DESCRIPTION (provided by applicant): Evidence is mounting that tumor growth is driven by cancer stem cells (CSCs).These cells are believed to act as the driving force for tumor growth because they are resistant to therapy and are able to self renew. Prior to the discovery of CSCs, the clonal model of tumor progression held the majority of support. This model posits that every cell within a tumor has the capacity for self-renewal and therefore, if not killed during therapy, can repopulate the tumor with subclones resistance to the therapy. The CSC model maintains that a tumor consists of a hierarchy of cells. The CSCs within the tumor are the cells that are able to regenerate themselves and co-produce non-CSC progeny which make up a good deal of the remaining tumor bulk. Because CSCs are a sub population within a group of tumor cells, they are marked with two different molecules that are attached to the outside of the cell. We propose an imaging system based on antibodies that have high affinity for two of these markers which we will develop. We will also develop a third antibody for a small reporting molecule that will be labeled with a dye. This antibody will be divided in half and each half will be fused to the antibodies for the two cell surface markers. When the cell surface markers are bound by the antibodies the two halves will be brought in close proximity and form a binding pocket for the small reporting molecule. We will prove this system works by visualizing whether the small reporting molecule binds by viewing the process on human tumor cells in a microscope.

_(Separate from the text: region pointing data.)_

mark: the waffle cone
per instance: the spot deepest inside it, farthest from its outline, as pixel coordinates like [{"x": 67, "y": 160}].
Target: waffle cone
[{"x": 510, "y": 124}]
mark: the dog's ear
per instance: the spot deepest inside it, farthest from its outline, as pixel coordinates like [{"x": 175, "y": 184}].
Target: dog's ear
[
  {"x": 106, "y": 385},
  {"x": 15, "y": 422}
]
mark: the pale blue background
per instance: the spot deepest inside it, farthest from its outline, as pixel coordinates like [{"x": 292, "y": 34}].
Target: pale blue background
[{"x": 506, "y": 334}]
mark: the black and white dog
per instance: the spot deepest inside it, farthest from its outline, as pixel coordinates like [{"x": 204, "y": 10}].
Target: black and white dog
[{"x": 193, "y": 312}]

The small reporting molecule will bear a dye that will enable its visualization. The process is outlined below in Aims 1-3. Aim 1. Prepare and test antibodies to the cell surface markers and the small reporting molecule. Aim 2 Fuse the half-antibodies to the whole antibodies and retest to show that binding ability has not been hampered. Aim 3 Add the fused antibodies and dye-labeled small reporting molecule to the human cancer cells and view the process under the microscope to determine whether the system can work. If we are able to make this imaging system work, it can then be tested in animal models of human cancer. If successful, it also be used in humans to view the levels of CSCs during and after therapy. This will be particularly useful when anti-CSC therapies are developed.

描述（由申请人提供）：越来越多的证据表明肿瘤生长是由癌症干细胞（CSC）驱动的。这些细胞被认为是肿瘤生长的驱动力，因为它们对治疗有抵抗力并且能够自我更新。在发现 CSC 之前，肿瘤进展的克隆模型获得了大多数支持。该模型假设肿瘤内的每个细胞都具有自我更新的能力，因此，如果在治疗期间没有被杀死，则可以用对治疗具有抗性的亚克隆重新填充肿瘤。 CSC 模型认为肿瘤由细胞层次结构组成。肿瘤内的 CSC 是能够自我再生并共同产生非 CSC 后代的细胞，这些后代构成了剩余肿瘤体积的很大一部分。由于 CSC 是一组肿瘤细胞中的一个亚群，因此它们被附着在细胞外部的两种不同分子标记。我们提出了一种基于抗体的成像系统，该抗体对我们将开发的其中两种标记物具有高亲和力。我们还将开发一种用于小报告分子的第三种抗体，该抗体将用染料标记。该抗体将被分成两半，每一半将与两种细胞表面标记物的抗体融合。当细胞表面标记物与抗体结合时，两半将紧密靠近并形成小报告分子的结合袋。我们将通过在显微镜下观察人类肿瘤细胞上的过程来可视化小报告分子是否结合，从而证明该系统的工作原理。小报告分子将带有染料，使其可视化。下面的目标 1-3 概述了该过程。目标 1. 制备并测试细胞表面标记物和小报告分子的抗体。目标 2 将半抗体与全抗体融合并重新测试以表明结合能力没有受到阻碍。目标 3 将融合的抗体和染料标记的小报告分子添加到人类癌细胞中，并在显微镜下观察过程以确定系统是否可以工作。如果我们能够使这种成像系统发挥作用，就可以在人类癌症动物模型中对其进行测试。如果成功，它也可用于人类，以观察治疗期间和治疗后的 CSC 水平。当开发出抗 CSC 疗法时，这将特别有用。